Como ficará a venda da Vasco SAF depois de Pedrinho ser afastado?

A novela da Vasco SAF ganhou mais um capítulo decisivo. Na terça-feira (23/06/2026), a 4ª Vara Empresarial do Rio de Janeiro, sob decisão da juíza Caroline Fonseca, determinou o afastamento de Pedrinho do Conselho de Administração da Vasco SAF, atendendo a um pedido da 777 Partners. A Justiça apontou falhas graves de governança corporativa, deficiência nos controles internos e limitações impostas a fiscalizações como motivos da medida. Para administrar temporariamente a SAF, foi nomeada uma interventora.

É importante esclarecer um ponto que gerou confusão entre os torcedores: Pedrinho não foi destituído da presidência do clube associativo. Ele segue no comando do Vasco da Gama tradicional, com mandato até o fim de 2026. O que ele perdeu, na prática, foram os poderes dentro da estrutura da SAF — a empresa que controla o futebol profissional do clube.

A pergunta que não quer calar é: e agora, como fica a venda da Vasco SAF? A boa notícia para o torcedor cruzmaltino é que, segundo apuração de veículos como o Globo Esporte, a decisão judicial não impede a venda da SAF. A negociação com o empresário Marcos Lamacchia, que vinha sendo costurada nos bastidores, segue juridicamente possível mesmo com o afastamento de Pedrinho do conselho.

O próprio Pedrinho se manifestou. Em carta publicada nesta quarta-feira (24/06), o dirigente afirmou que a venda à Lamacchia estava “prestes a ser anunciada” e classificou o cenário como uma tentativa de “sabotagem”, falando em “sombras” sobre o processo.

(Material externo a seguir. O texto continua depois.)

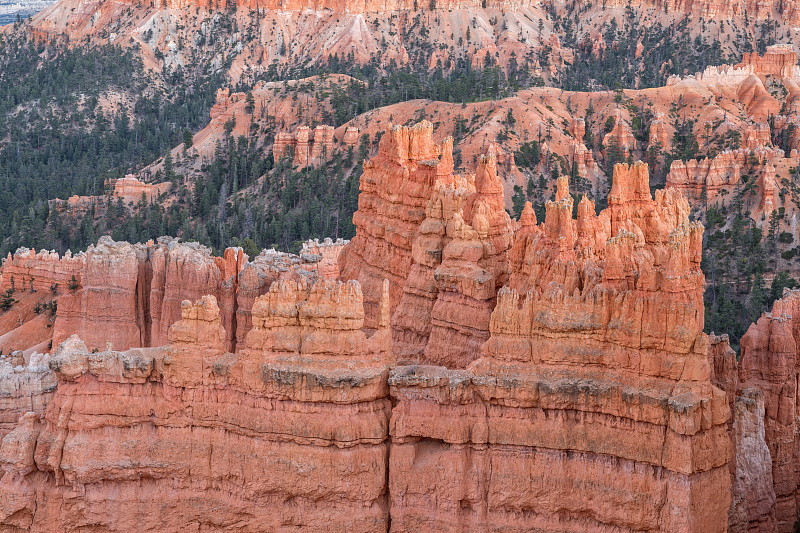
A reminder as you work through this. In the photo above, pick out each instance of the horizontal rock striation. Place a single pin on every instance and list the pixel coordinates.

Horas depois, o Vasco exonerou quatro nomes da diretoria, num movimento que reforça a turbulência política interna do clube.

Na minha análise, o afastamento muda quem assina os papéis, mas não derruba o negócio em si. A interventora assume justamente para dar segurança jurídica à transição — e um comprador sério como Lamacchia tende a preferir uma SAF com governança fiscalizada do que uma envolta em disputas. O risco real não é a venda travar por decisão judicial, e sim a guerra política interna atrasar o calendário e espantar investidores. O Vasco precisa de estabilidade para fechar negócio, e estabilidade é exatamente o que falta agora.

O torcedor vascaíno acompanha tudo com o coração apertado. Depois de anos de instabilidade, a expectativa é que essa nova fase, com ou sem Pedrinho na SAF, finalmente traga o aporte financeiro e a gestão profissional que São Januário tanto espera. A bola, dessa vez, está com a Justiça e com a mesa de negociação.

*Algumas informações sobre os bastidores da negociação envolvem especulação de mercado e devem ser tratadas como tal até confirmação oficial das partes.